What did you learn this time around with The Rap Year Book?
The second one was way different than the first one, because the first one was just a coloring book, so it didn’t include a whole bunch of writing. It was all art stuff. Most of my time with the first one was taken up trying to get permission from these rappers to use their face in the book. With the second one, I didn’t necessarily have to do that. I didn’t have to get anyone’s permission because I was writing. I think I had to learn how to research to write something as expansive as a book chapter is. Summarizing a whole year of a gigantic thing down to 2000 words can be tricky. You have to learn how to do that.
Who are some of the music writers that influence your work?
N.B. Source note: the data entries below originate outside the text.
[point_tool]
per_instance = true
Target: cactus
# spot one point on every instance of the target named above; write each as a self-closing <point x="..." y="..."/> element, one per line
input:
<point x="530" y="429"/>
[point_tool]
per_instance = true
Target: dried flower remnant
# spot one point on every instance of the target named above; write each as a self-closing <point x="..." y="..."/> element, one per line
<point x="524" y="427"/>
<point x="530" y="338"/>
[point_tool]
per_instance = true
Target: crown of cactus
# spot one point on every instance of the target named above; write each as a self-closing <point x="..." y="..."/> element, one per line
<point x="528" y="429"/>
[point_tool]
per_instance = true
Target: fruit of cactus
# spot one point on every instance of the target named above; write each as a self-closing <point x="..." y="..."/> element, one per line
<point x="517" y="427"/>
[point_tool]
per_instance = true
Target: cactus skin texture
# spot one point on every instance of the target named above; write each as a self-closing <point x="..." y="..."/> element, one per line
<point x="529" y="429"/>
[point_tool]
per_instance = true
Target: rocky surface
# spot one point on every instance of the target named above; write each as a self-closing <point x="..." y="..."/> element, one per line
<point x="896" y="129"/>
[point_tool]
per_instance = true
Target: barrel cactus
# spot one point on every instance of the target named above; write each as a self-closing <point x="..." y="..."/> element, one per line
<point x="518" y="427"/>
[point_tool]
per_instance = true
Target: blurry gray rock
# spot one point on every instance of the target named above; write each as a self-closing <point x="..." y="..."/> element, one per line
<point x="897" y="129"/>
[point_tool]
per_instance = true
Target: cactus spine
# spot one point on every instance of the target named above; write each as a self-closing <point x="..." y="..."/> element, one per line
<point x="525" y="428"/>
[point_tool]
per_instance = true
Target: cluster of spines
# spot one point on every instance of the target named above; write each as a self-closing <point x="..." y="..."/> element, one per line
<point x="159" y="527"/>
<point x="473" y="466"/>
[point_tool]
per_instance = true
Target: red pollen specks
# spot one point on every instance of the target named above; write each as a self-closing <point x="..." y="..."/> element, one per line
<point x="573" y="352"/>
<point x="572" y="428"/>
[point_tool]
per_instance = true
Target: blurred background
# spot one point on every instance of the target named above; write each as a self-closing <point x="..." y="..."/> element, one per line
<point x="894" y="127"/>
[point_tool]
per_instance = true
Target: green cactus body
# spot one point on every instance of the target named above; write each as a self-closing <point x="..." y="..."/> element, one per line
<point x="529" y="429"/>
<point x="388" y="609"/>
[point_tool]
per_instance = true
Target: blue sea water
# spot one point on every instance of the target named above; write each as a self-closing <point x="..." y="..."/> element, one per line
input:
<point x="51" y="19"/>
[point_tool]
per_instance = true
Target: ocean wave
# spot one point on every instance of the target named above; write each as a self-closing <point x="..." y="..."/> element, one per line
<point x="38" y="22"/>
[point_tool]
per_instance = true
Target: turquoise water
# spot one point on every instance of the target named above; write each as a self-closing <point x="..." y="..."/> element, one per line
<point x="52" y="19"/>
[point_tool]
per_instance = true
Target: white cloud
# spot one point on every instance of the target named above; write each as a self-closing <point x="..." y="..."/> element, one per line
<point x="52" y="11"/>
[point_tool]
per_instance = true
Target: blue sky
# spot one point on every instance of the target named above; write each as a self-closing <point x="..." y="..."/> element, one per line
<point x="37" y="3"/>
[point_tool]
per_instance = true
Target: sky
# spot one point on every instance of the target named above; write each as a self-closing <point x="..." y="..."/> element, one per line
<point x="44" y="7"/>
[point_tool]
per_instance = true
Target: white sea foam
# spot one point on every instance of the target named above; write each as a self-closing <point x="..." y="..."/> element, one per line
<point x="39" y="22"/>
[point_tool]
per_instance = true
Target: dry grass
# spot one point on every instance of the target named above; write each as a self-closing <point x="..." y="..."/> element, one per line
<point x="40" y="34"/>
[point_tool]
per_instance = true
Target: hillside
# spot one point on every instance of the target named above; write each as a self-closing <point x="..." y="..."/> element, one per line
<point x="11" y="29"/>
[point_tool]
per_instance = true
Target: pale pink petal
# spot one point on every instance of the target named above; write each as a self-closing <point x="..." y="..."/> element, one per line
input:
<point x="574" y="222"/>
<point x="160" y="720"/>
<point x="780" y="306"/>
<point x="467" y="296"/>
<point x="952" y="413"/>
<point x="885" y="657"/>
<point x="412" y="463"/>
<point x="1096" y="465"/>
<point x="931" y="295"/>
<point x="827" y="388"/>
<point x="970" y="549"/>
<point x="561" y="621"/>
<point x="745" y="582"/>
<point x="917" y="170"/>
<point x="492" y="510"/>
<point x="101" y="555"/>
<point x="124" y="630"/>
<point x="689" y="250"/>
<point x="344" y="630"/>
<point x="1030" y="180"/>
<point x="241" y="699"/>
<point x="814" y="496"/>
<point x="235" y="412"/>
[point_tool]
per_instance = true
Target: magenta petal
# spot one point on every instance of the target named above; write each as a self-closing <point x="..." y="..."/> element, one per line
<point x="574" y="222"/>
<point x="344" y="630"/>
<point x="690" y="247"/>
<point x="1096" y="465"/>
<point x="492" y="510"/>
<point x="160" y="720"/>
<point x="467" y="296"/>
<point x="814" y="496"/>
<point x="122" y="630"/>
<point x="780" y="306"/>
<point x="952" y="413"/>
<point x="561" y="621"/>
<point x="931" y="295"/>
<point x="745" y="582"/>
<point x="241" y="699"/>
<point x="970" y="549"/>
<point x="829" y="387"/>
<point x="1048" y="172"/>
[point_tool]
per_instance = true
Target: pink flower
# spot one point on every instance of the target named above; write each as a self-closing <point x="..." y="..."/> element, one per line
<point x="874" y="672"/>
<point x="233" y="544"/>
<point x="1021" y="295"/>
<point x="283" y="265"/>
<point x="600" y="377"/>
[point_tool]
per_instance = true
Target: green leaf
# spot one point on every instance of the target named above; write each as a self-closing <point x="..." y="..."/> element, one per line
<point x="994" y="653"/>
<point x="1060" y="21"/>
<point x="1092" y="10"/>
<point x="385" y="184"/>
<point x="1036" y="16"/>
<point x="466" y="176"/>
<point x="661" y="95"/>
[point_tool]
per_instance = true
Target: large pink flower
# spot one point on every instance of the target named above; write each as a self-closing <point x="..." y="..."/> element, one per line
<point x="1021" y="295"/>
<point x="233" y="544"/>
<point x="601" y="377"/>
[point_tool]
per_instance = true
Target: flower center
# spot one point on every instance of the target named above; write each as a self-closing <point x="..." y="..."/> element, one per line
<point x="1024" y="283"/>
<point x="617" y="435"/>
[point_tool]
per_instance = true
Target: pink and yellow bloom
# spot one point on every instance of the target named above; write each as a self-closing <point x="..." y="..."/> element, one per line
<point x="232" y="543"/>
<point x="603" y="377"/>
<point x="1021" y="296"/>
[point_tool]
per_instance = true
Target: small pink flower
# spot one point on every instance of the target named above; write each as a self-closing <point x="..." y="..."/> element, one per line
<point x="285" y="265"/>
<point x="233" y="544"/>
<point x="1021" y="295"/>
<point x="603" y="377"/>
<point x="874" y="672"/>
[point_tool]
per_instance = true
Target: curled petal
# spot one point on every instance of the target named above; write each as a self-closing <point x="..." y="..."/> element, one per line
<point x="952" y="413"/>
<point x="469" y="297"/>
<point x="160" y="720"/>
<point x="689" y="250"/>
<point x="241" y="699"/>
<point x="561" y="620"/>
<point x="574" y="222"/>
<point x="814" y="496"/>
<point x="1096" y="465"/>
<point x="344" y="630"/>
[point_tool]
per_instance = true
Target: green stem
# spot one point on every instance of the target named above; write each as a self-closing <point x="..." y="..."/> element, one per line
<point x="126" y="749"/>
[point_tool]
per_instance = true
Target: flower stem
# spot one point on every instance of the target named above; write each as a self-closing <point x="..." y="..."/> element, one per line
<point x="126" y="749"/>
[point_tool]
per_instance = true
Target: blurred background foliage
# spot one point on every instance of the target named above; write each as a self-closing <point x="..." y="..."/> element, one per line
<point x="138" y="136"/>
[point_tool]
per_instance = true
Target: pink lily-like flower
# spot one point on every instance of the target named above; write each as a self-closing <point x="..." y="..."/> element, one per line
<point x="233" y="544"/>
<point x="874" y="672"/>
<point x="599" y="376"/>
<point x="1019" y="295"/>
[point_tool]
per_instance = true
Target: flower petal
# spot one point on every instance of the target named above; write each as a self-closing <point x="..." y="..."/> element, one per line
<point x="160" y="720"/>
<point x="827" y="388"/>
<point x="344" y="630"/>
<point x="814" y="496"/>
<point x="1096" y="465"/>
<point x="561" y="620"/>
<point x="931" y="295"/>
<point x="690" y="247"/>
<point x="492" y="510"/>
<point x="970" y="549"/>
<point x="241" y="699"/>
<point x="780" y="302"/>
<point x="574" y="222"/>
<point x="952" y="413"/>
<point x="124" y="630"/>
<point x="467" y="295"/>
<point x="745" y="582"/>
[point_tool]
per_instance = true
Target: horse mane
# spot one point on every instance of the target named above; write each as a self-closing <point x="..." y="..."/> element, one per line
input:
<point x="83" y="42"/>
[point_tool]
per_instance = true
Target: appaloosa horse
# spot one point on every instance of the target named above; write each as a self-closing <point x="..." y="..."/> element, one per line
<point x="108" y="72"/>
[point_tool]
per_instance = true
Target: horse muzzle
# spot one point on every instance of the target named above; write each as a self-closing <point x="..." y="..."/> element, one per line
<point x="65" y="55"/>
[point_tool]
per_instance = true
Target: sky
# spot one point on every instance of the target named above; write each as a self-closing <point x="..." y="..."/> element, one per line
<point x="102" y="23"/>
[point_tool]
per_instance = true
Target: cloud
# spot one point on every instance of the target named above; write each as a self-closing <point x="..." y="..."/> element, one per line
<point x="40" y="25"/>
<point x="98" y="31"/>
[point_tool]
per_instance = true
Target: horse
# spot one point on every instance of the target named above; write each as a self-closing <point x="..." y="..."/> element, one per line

Nobody looks for stuff to read from a certain writer if you’re not a writer. I wasn’t looking at byline[s] until I started writing, [and] there were a few guys who always jumped out. One of them who covered hip-hop was Kris Ex. He’s still out there doing his thing. He’s an amazing writer. He’s probably the best one in the country. If not that, he’s [top] two or three. He was a big influence. I could never write in the same style that he does – just the fluidity that it has is something that I always wanted to try and emulate. Working on the book though, you come across [someone] like a Nelson George. Anytime I found something by Nelson George it was always unbelievable. He became my main go-to guy if I wanted to read something that happened in hip-hop.
Your writing style is pretty structured and straightforward. Where does that come from?
Whenever I’m writing, I want it to sound the way it does when I talk. That’s my whole plan. If I’m going to explain something, I’m usually gonna tell you up front: ‘This is what’s going on. Here’s what I’m going to try to get across.’
Despite the fact that Latinos have been present in hip-hop culture from its inception we’re often looked at as outsiders. Where do you fit within that?
Yeah, I’m definitely an outsider. I know about it. I’ve studied it but it’s always been, I guess, anthropological, that sort of thing. You evolve and you listen to it and you absorb it and it becomes a part of our job. You’re looking at it from a bigger picture. I don’t feel like I’m part of the hip-hop community for sure. It’s just not the way I feel about it. It’s something I really like and enjoy, the same way I would with something like the NBA. I really love the NBA and I know a bunch about it, and I research it, but I’m not a part of the NBA. You can care about something and enjoy it and write about it without being a part of it. Maybe you eventually become a part of it. I hear people tell me things like that when I‘m promoting the book, ‘Yo, I love that you did this for the culture,’ but that’s not the intention. The intention is to do stuff I think is cool and hopefully it works out.
Is there already a most important song for 2015?
It’s pretty clear to me it’s going to be “Alright” by Kendrick Lamar. It’s basically taking all the stuff happening in black America and turning it into a declaration of independence almost, this we won’t be broken type of assertion. So that’s the most important song. I listen to Kendrick a lot. I listen to a lot of old stuff still. I probably listen every day to Doggystyle, It’s Dark and Hell Is Hot, or 400 degrees, that sort of thing. I have a really big spot in my chest for stuff that was around when I was growing up. Kendrick is the most played album on my thing right now. Also this guy named Cousin Stizz, I really like him a whole bunch.
Do you have a top-five when it comes to emcees?
It sort of changes depending on what I’ve been listening to, but it’s gonna be something like Missy Elliot, Tupac, Biggie, DMX and Mos Def or something goofy like that. If I was only allowed to listen to their music for the rest of my life, I’d be straight. People say ‘Jay-Z, throw Jay-Z in there’ but I don’t want to listen to Jay-Z for the rest of my life.